The Patriarch also said that the international community must find a way to defeat Islamic State militants which he said “is growing” in strength and influence to the point the group is behaving “like a real state”.
Displaced Iraqi Muslim families are currently being housed in tents in the desert near the city of Ramadi in very “critical conditions” Patriarch Sako said.
He described his visit by car to the refugees to bring them food and other relief supplies as “a sign of solidarity” to show them that as a Church they are reaching out to all Iraqis in need, regardless of their religion.
He told the refugees, “we are close to you, we understand your suffering”.
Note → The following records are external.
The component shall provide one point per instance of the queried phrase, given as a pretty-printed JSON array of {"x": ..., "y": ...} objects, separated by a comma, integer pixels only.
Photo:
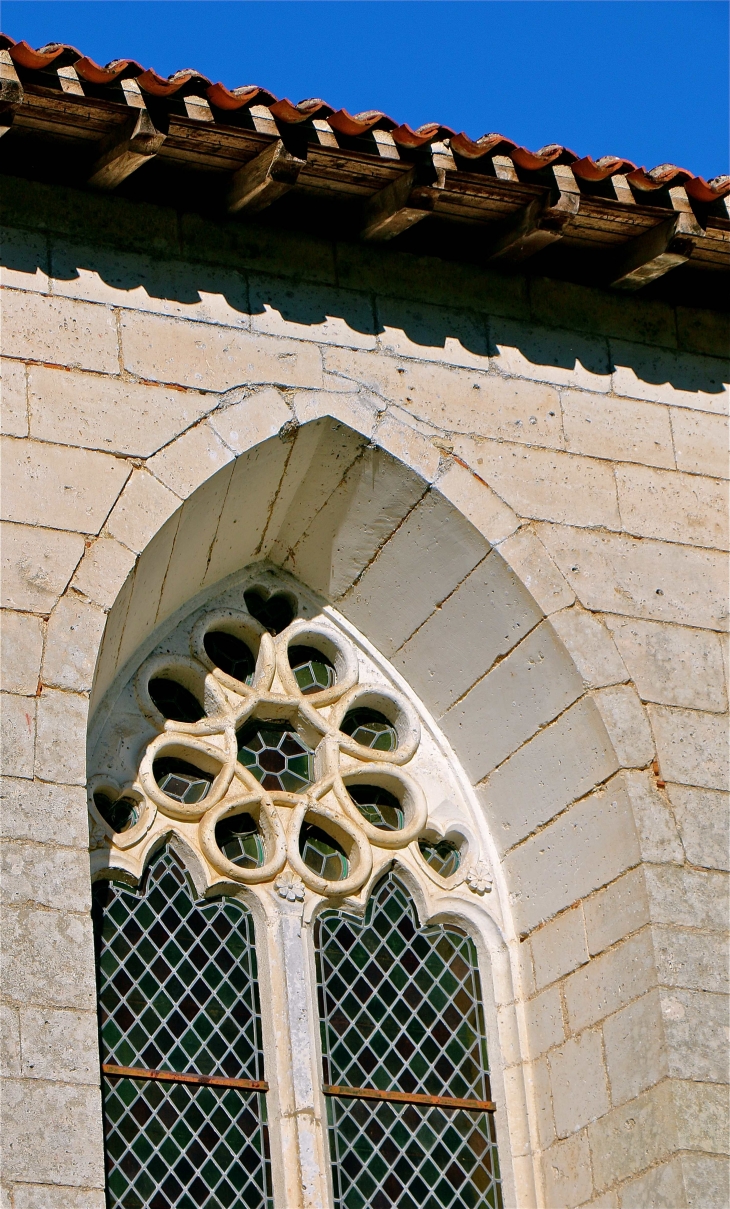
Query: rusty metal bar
[
  {"x": 172, "y": 1076},
  {"x": 432, "y": 1102}
]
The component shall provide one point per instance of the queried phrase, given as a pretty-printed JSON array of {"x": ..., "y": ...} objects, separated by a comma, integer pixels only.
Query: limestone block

Patriarch Sako described the gratitude of the refugees who begged them “not to forget them.” He said their situation was “a tragedy” with their plight going largely unnoticed because of the nation’s conflicts.
Asked for his views on Iraq’s future, Patriarch Sako said he was personally “very worried” given the ongoing conflicts in Iraq and elsewhere although he said there are “some signs of hope.”
He said there was an urgent need for the Muslim nations in the region to resolve the sectarian conflict between Sunnis and Shiites.